# Electric Fly Zapper



## ♥Saila♥ (Mar 27, 2006)

Has anyone got one of these? I want one for the kitchen xx


----------



## Emelbee (May 15, 2005)

A friend of mine has one, as does my SIL - both rate them highly...

x


----------



## ♥Saila♥ (Mar 27, 2006)

Do you know where they got them from?


----------



## purplejr (May 20, 2009)

Hi,

I've got one that looks like a tennis racket with batteries. Mum bought it me from Maplins. Never used it yet though so couldn't say if it works or not.


----------



## weeble (Dec 5, 2005)

I love em....epsecially when Dp plays up.   They are brill for daddy longlegs, I love to watch them fry. Have to be careful with bluebottles though as they go bang......good fun!


----------



## Ceri. (Sep 6, 2004)

Someone bought my dh the racket one! Hours of endless fun for him in the summer  He bounces them like you would a tennis ball, just to see them spark a bit more. Mean, really mean!


----------



## pobby (Jun 2, 2005)

im gonna report you all to the RSPCI....(royal society for the prevention of cruelty to insects   )
actually I must confess I have used one but i didnt enjoy the perverse pleasure my DP took in using it..poor little flies!

pobby x


----------



## purplejr (May 20, 2009)

Used ours for the 1st time today.
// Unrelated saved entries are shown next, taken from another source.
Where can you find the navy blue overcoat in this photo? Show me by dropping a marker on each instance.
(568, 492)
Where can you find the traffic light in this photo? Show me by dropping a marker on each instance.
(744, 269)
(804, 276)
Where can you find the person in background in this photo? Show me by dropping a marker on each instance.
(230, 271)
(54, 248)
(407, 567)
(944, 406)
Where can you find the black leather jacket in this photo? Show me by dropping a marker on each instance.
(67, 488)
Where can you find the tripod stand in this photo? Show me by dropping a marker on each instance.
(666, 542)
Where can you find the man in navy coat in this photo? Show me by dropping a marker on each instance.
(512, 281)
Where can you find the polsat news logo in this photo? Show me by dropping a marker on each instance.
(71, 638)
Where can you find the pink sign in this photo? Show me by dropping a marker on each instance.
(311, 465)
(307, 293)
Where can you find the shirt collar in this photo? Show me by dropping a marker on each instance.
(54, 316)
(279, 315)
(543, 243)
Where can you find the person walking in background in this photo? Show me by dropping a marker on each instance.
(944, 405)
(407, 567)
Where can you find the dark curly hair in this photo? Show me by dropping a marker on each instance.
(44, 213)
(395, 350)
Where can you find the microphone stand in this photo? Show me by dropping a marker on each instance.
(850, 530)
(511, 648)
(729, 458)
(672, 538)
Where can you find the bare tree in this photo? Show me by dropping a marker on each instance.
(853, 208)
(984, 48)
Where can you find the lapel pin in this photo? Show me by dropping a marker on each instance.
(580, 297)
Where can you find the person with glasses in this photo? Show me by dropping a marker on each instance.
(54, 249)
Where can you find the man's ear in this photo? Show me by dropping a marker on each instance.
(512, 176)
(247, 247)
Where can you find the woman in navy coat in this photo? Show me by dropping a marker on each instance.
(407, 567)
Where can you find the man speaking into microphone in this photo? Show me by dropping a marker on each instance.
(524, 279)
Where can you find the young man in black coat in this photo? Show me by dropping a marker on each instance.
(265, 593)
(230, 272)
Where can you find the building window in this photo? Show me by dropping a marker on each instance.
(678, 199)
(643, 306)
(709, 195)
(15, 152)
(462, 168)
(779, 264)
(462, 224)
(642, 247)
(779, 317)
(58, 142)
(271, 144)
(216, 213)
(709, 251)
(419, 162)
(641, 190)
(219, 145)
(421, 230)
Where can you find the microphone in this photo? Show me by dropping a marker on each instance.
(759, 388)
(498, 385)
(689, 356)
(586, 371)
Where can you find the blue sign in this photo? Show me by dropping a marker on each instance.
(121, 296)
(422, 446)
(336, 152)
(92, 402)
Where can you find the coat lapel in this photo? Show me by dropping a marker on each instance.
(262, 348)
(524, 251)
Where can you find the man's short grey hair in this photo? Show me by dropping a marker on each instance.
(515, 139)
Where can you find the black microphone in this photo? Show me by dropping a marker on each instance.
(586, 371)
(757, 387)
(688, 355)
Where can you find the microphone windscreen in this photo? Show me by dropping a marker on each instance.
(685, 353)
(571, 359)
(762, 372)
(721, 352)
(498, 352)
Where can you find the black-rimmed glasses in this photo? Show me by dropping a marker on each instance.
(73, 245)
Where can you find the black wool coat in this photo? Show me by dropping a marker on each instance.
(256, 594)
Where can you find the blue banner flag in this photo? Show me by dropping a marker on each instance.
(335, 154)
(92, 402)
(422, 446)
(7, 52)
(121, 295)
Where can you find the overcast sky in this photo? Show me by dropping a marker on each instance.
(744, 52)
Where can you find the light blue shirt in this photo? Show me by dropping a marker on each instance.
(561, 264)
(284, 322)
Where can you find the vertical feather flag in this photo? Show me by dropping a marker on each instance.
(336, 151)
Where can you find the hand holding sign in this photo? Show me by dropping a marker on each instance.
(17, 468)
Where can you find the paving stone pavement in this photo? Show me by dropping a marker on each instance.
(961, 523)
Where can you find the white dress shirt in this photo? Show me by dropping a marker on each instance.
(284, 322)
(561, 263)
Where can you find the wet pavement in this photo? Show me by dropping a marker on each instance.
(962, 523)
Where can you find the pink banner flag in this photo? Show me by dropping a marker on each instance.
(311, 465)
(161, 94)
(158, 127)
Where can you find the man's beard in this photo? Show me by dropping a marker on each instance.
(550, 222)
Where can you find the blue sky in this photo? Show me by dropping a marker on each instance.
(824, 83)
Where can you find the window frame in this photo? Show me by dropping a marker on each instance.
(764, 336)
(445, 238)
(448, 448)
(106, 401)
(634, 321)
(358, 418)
Not the easiest and took a while to get the fly to actually touch the grill but very satisfying when it did. But then I have a bit of a sadistic streak and love salting slugs.


----------



## Catb33 (Aug 1, 2006)

I have a bat shaped one which is fab. Big flies and wasps don't die first attempt, though they're stunned, so you have to play keepie uppie on them  

If you want one that is plugged into the mains and goes on teh wall you can go to Nisbetts (think its www.nisbetts.co.uk ) which is a catering supplier and has a range of them. It doesn't ask for any registration, and the minimum order is really low.

/links


----------



## ♥Tamsin♥ (Jun 29, 2004)

Salia -  have a look on ebay under Bug Zapper !!


----------



## ♥Saila♥ (Mar 27, 2006)

Found one! Yay!!


----------